Local-LLM refinement¶
total-recall is 100% deterministic heuristics by default — zero model calls, zero network egress. The local-LLM refinement layer adds a second pass that improves machine-name extraction accuracy, vocabulary definitions, and per-project narrative summaries.
Auto-setup (zero config)¶
On first install the plugin bootstrap automatically:
- Downloads the ollama binary (~38 MB, no
sudo, into the plugin data dir). - Pulls the default model
qwen3.5:2b(~2.7 GB). - Starts a localhost ollama daemon.
All of this runs detached in the background — the spawning Claude Code session does not wait for it and does not need to stay open. A one-time banner in your first session announces that setup is in progress.
Nothing for you to do. Refinement activates automatically once the model is
ready, on the next rebuild.
Privacy¶
Your transcripts never leave the machine. The model runs on-device via
ollama. Cloud APIs are deliberately not supported — they would break the
no-reupload guarantee that is a core design constraint of total-recall. The
ollama daemon listens on localhost:11434 only.
What refinement improves¶
Refinement runs on the cold path only (during total-recall index --rebuild).
The heuristic baseline is always the fallback; refinement is additive only.
| What | Heuristic baseline | With qwen3.5:2b |
|---|---|---|
| Machine-name extraction | Pattern-based NER | Precision 1.0, Recall 1.0 |
| Vocabulary definitions | Terms listed, no definitions | ~60% define coverage |
| Project narratives | Not generated | Short accurate summaries |
| Runtime (machines pass) | ~3s | ~19s |
These numbers are from a head-to-head eval against gemma4:e2b (definition
coverage ~0.20) and qwen3.5:4b. qwen3.5:2b won on all three axes at the
2B size; larger models can improve definition coverage further.
Env vars¶
| Env var | Default | Effect |
|---|---|---|
TOTAL_RECALL_LLM_PROVIDER |
auto |
none disables the entire LLM layer (no download, no daemon, no refinement). ollama forces the ollama code path. |
TOTAL_RECALL_LLM_MODEL |
qwen3.5:2b |
Model tag to use. Any model you have pulled with ollama pull works. |
TOTAL_RECALL_LLM_REFINE_TEXT |
1 |
Set to 0 to disable vocab/narrative refinement while keeping machine-name extraction. |
TOTAL_RECALL_LLM_BASE_URL |
http://localhost:11434 |
Ollama API endpoint. |
Disable entirely¶
export TOTAL_RECALL_LLM_PROVIDER=none
No download, no daemon, no refinement — pure heuristics, same as v0.8 and earlier.
Use a larger model¶
export TOTAL_RECALL_LLM_MODEL=qwen3.5:4b # more RAM, slower, higher coverage
ollama pull qwen3.5:4b
total-recall index --rebuild
Any model you have already pulled will work; the default qwen3.5:2b is the
validated sweet spot for speed vs quality on a typical developer machine.
Troubleshooting¶
"ollama not found" after install¶
The bootstrap installs ollama into the plugin data dir, not /usr/local/bin.

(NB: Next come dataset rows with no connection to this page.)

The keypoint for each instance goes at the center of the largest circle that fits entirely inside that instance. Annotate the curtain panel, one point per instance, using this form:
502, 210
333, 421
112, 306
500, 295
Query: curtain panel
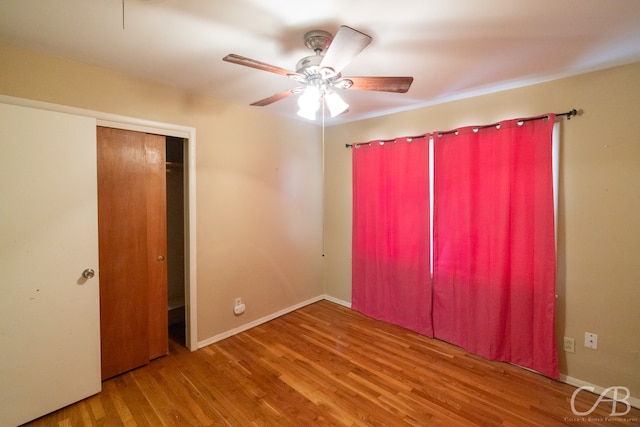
494, 258
391, 233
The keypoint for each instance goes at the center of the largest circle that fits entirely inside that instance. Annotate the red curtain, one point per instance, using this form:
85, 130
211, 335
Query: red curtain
391, 238
494, 243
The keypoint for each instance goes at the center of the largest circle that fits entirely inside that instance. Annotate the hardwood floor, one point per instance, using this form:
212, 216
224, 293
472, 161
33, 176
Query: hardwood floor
326, 365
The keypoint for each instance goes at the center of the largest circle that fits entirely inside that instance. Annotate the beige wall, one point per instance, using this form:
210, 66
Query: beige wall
259, 183
599, 207
259, 195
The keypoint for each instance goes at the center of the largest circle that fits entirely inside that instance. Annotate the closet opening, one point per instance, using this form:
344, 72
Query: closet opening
176, 226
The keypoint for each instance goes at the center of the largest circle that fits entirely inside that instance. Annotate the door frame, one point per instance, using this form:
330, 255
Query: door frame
167, 129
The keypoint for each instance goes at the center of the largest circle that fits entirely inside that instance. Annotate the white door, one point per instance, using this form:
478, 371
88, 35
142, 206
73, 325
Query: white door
49, 313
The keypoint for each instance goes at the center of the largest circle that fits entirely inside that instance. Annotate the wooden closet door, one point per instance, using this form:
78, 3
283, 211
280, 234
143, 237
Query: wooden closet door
156, 189
131, 240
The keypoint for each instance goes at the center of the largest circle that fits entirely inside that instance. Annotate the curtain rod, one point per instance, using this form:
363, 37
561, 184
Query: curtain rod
568, 114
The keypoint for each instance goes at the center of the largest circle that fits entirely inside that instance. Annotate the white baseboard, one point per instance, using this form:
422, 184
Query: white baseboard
337, 301
257, 322
633, 401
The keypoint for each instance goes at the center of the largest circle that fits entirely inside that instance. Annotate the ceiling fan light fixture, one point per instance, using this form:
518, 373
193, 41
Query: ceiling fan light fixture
336, 104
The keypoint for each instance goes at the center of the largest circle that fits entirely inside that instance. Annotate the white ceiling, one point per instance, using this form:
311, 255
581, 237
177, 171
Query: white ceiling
453, 49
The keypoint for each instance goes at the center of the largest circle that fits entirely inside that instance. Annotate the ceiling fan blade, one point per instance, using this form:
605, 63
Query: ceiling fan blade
380, 84
273, 98
346, 45
247, 62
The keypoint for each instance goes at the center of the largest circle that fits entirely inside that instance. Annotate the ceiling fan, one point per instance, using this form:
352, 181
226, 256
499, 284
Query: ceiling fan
320, 75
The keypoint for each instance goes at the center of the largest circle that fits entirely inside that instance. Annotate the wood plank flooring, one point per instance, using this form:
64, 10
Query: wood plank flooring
326, 365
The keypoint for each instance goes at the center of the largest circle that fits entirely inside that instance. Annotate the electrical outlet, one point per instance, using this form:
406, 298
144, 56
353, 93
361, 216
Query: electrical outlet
591, 340
569, 345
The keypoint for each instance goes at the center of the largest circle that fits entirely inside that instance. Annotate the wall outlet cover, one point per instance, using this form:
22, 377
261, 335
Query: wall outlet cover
591, 340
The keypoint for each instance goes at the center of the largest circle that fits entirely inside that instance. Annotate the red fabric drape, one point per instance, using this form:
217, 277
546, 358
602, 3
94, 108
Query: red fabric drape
391, 236
494, 243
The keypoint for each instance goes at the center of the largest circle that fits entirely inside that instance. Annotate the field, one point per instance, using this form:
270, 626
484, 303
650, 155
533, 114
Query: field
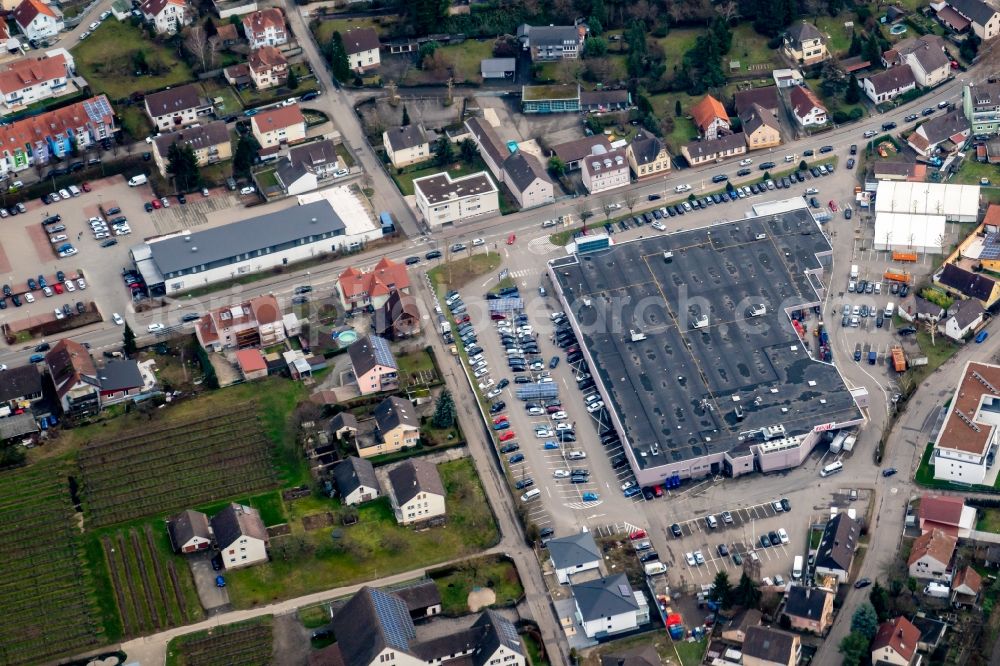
107, 59
328, 556
153, 589
47, 602
245, 643
155, 470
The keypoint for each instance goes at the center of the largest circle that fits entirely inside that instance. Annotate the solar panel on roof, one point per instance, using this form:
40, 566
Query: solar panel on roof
381, 350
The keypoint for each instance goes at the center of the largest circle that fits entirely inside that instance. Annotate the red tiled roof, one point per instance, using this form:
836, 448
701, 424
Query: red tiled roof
31, 71
384, 277
707, 110
900, 635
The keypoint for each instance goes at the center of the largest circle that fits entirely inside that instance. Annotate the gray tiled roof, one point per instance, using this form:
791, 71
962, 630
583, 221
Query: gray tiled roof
176, 253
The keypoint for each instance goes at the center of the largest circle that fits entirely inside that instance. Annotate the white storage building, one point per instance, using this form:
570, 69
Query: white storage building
956, 203
907, 232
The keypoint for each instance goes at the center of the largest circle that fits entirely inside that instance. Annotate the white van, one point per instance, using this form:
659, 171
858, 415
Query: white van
832, 468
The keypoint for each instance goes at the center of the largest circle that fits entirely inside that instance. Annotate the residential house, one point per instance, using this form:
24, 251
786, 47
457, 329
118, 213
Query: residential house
766, 97
373, 365
355, 480
760, 128
397, 427
527, 180
925, 56
983, 17
20, 388
981, 106
806, 107
37, 20
735, 630
37, 140
398, 318
968, 284
265, 27
964, 317
888, 85
75, 377
371, 289
176, 107
710, 118
120, 380
253, 323
407, 145
967, 442
240, 536
362, 46
809, 608
552, 42
572, 153
376, 627
764, 646
189, 532
836, 548
497, 68
947, 132
31, 79
710, 150
966, 587
644, 655
573, 554
804, 44
209, 142
608, 606
946, 513
606, 171
647, 156
895, 643
422, 599
251, 363
278, 126
930, 556
167, 16
417, 493
268, 68
442, 199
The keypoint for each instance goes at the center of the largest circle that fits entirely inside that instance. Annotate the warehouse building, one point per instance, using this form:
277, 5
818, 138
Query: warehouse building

If your shell does not pick it up automatically, run /total-recall:llm-setup
to retry. Alternatively: export TOTAL_RECALL_LLM_PROVIDER=none to opt out.
Daemon not starting¶
ollama serve & # or: systemctl --user start ollama
curl http://localhost:11434/api/tags # should return JSON
If the port is in use by a system ollama install, set
TOTAL_RECALL_LLM_BASE_URL to point at it:
export TOTAL_RECALL_LLM_BASE_URL=http://localhost:11434
Disk space¶
The model download is ~2.7 GB. Check available space before letting the bootstrap run on a tight disk:
df -h "${CLAUDE_PLUGIN_DATA:-$HOME/.local/share}/total-recall/"
To abort the download and opt out: set TOTAL_RECALL_LLM_PROVIDER=none and
remove the .llm_provisioning lockfile from the plugin data dir.
Manual setup¶
If auto-provisioning fails for any reason, the /total-recall:llm-setup slash
command runs the same steps interactively and reports errors.